Aslında son dönemin bulguları bir bakıma tarihin yeniden yazılmasını da zorunlu hale getirmiştir.
Göbeklitepe hafriyatlarından çıkan tarihi bulgular bunu özellikle güncelleştirdi.
Altın Elbiseli Adam, Kazakistan’da Esik kurganından 1969’da çıkarıldı. 3 bin yıl öncesine,( MÖ 1. bin yıllarına) tarihleniyor. Avrupa merkezci Tarih anlayışıyla bize tarihimizi çarpıtarak öğretmeye çalışan Avrupalılar pantolon giymesini bilmezken, atalarımız 3 bin yıl önce hakanlarına ya da prenslerine (Tiginlerine) altından elbiseler örüyorlardı.
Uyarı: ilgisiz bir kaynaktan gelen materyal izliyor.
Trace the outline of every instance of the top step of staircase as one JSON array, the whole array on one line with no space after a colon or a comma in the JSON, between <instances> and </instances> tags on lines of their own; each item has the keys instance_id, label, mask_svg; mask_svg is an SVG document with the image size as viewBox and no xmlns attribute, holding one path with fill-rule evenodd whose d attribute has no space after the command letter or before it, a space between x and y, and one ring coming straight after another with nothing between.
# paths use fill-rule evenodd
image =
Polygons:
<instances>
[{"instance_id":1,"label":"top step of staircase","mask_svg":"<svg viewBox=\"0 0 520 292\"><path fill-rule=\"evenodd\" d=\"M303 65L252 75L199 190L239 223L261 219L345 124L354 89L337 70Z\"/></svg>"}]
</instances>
MÖ 5-6 yüzyılda (1. bin yılın ortalarında) İç Asya’da Öntürklerden İskitler hüküm sürmektedir.
Çinlilerin Hsiungnu (Şiyonnu) diye nitelediği Hunlar, tarih sahnesinin şafağındadırlar.
Altın Elbiseli Adam’ın Kıyafeti ama hem de ne kıyafet!
Tam bir konfeksiyon harikası!
MÜTHİŞ BİR ZENGİNLİK BELİRTİSİ
Miğferden çizmeye altın yapımı kıyafet ve üzerindeki 4 bin altın parça müthiş bir zenginliğe işaret etmektedir. Bu zenginlik artık ürünün ve bir üretim fazlasının mümkün olmadığı ilkel toplum şartlarında elde edilemez. Devletin varlığını, bilimi, matematiği, parayı şart koşar.
2019 yılında Türkiye’ye getirilen Altın Elbiseli Adam olarak anılan zırh, üzerine leopar, pars, koç, geyik, dağ keçisi, at motifleri işlenmiş 4 bini aşkın altın üçgen plaka barındırıyor. Zırh, sağdan sola doğru kapanan V yakalı kısa kaftan, dar süvari pantolonu, diz altında kalan kısa yumuşak çizmeden oluşuyor. Bütün bunları, 65 santimlik kalpağı tamamlıyor. Ucunda dağ keçisi motifi bulunan kalpakta, dünya hâkimiyetini simgeleyen 4 okla güneş tanrısını sembolize eden 2 kanatlı at motifiyle zırh görenleri mestediyor.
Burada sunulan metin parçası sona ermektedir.